Pre-RFC: Stabilize `#[bench]`, `Bencher` and `black_box`


#1

This is just a quick strawman proposal about the unstable test feature. With the recent uptick in concern about the nightly channel I’m feeling more urgency to knock down the unstable feature list.

When I look at that link the thing that stands out to me is the "test" feature. This feature tends to be used to get access to either black_box or #[bench] and Bencher. We’ve been reluctant to stabilize these because they aren’t as good as they could be, prefering to hold off for a more extensive custom test frameworks

In a crude grep through crates.io I see:

  • 645 crates using block_box or Bencher
  • 752 using extern crate test

The discrepancy between the two is curious, possibly because I’m missing e.g. glob-imported black boxes, possibly because of other minor features people are using in the test crate.

There are only a few crates I see using test::TestDesc (and thus constructing their own test suites dynamically): the out-of-tree compiletest and syntax, and (interestingly) url.

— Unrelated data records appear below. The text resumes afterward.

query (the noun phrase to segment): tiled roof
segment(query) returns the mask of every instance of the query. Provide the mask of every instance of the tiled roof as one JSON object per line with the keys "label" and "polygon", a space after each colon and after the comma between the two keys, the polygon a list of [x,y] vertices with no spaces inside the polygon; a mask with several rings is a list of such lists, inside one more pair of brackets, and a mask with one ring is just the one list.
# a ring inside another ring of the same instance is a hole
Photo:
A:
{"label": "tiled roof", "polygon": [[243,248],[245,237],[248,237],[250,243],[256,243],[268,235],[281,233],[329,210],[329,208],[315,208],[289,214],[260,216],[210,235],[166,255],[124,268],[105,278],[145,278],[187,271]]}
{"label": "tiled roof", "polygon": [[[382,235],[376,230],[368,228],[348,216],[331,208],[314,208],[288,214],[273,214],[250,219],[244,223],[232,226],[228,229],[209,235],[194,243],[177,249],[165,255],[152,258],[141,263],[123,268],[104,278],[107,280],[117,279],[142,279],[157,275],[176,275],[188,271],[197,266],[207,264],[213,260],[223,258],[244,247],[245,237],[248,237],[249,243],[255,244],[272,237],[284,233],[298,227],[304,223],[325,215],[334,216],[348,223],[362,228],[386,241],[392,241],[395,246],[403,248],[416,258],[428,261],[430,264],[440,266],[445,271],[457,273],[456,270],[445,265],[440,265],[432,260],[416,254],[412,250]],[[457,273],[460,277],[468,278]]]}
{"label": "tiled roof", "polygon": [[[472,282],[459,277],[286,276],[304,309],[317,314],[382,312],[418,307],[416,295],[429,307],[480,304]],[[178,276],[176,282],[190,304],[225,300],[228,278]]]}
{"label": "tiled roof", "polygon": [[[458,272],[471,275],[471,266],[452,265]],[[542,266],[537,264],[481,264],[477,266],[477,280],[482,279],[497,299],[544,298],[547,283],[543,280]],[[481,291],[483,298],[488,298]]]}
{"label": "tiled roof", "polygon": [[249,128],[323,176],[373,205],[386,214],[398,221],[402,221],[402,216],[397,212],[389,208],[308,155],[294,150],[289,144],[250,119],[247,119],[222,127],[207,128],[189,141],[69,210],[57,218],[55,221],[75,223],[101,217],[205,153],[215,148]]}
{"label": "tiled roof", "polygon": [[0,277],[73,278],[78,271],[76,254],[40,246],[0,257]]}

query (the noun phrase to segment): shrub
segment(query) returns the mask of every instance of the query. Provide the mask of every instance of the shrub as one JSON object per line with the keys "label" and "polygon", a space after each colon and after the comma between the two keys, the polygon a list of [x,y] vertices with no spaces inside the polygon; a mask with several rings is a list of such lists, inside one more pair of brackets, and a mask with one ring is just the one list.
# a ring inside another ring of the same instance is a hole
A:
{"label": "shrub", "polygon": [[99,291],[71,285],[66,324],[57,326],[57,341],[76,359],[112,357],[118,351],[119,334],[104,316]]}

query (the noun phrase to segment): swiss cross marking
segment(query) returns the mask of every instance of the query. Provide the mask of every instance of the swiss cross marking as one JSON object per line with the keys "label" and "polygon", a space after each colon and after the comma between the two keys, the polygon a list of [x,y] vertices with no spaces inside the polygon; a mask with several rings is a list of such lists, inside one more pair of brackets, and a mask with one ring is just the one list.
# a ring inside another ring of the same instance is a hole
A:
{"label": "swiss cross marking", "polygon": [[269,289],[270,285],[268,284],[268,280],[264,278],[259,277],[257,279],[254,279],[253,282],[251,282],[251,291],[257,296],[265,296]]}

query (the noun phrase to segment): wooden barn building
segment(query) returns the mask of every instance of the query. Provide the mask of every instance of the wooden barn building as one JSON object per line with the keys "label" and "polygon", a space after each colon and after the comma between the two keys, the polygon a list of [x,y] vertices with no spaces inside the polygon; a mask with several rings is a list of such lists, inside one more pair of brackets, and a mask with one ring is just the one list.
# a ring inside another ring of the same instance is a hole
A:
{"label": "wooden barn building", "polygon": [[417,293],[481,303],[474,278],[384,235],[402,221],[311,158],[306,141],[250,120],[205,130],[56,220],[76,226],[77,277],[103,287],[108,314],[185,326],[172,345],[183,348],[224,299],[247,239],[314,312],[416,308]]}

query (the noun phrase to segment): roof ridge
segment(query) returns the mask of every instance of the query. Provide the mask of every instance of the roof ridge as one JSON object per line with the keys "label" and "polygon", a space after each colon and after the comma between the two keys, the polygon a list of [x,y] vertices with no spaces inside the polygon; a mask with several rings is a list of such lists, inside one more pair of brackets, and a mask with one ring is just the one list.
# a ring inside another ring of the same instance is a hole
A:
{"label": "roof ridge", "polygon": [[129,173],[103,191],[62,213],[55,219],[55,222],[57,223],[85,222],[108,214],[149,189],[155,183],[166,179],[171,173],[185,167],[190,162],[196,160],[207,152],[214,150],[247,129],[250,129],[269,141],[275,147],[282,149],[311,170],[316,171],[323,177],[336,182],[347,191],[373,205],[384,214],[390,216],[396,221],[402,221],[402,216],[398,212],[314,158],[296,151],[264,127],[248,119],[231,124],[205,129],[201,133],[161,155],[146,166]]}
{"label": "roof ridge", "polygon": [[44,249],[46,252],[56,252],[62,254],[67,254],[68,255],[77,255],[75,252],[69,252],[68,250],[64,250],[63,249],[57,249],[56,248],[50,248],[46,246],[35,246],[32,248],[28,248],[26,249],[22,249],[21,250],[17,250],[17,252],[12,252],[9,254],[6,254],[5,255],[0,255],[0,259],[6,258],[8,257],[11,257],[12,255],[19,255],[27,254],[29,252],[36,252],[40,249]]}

I see a few using test::stats (I don’t even know what this is…), but that seems like it can trivially be moved out of tree.

I suggest we stabilize #[bench], Bencher, and black_box as-is or nearly as-is.

I think this reasonable because:

  • Even in unstable form, these features are low maintenance and likely to stay around forever as-is, they are so widely used. Stabilizing them, while distasteful, has relatively little maintenance impact.
  • A stable, working implementation of custom test frameworks that can support benchmarking is far away. We don’t even have a design.

The primary reason for doing so is to quickly eliminate a major source of nightly dependence, not because we love the feature.

So here’s specifically what I suggest:

  • Move black_box and Bencher to std::test, leaving unstable reexports.
  • Actively migrate all existing crates from test::black_box to std::test::black_box.
  • Mark std::test and #[bench] stable.

That’s it. We can do it real fast. And I think it’s important that we actively do the ecosystem migration, not just wait for authors to get around to it. Let’s move the numbers.

Someday we can deprecate these if the tides change.

Why put these in std::test instead of stabilizing extern crate test? This is a tricky question. Today the test crate is an implementation detail. No part of the hypothetical Rust spec requires it. So it makes sense to hold that line and just move the few tiny features people need into std. That said, I am not confident the test crate will always be an implementation detail, and I suspect in the fullness of time it will go from de-facto stable to specced. In particular, last I recall, the std-aware cargo RFC requires cargo to know the test crate exists, though it does not require the test crate to be importable by user crates.

The wrinkles to consider here are the impact on custom test frameworks and on no-std testing (which so far has recieved little thought). Neither of these implications I have thought through much, but I suspect stabilizing a few benchmarking types does not cause significantly worse problems for either effort.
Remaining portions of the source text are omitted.